AI-generated summary
Vision-language-action (VLA) models that directly predict multi-step action chunks from current observations face inherent limitations due to constrained scene understanding and weak future anticipation capabilities. In contrast, video world models pre-trained on web-scale video corpora exhibit robust spatiotemporal reasoning and accurate future prediction, making them a natural foundation for enhancing VLA learning. Therefore, we propose GigaBrain-0.5M*, a VLA model trained via world model-based reinforcement learning. Built upon GigaBrain-0.5, which is pre-trained on over 10,000 hours of robotic manipulation data, whose intermediate version currently ranks first on the international RoboChallenge benchmark. GigaBrain-0.5M* further integrates world model-based reinforcement learning via RAMP (Reinforcement leArning via world Model-conditioned Policy) to enable robust cross-task adaptation.
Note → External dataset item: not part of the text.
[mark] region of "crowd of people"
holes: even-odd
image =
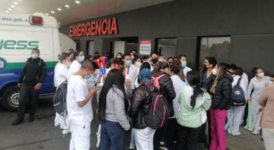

Empirical results demonstrate that RAMP achieves substantial performance gains over the RECAP baseline, yielding improvements of approximately 30\% on challenging tasks including Laundry Folding, Box Packing, and Espresso Preparation. Critically, GigaBrain-0.5M^* exhibits reliable long-horizon execution, consistently accomplishing complex manipulation tasks without failure as validated by real-world deployment videos on our https://gigabrain05m.github.io{project page}.
GigaBrain-0.5M* is a VLA That Learns From World Model-Based Reinforcement Learning. GigaBrain-0.5M* exhibits reliable long-horizon execution, consistently accomplishing complex manipulation tasks without failure.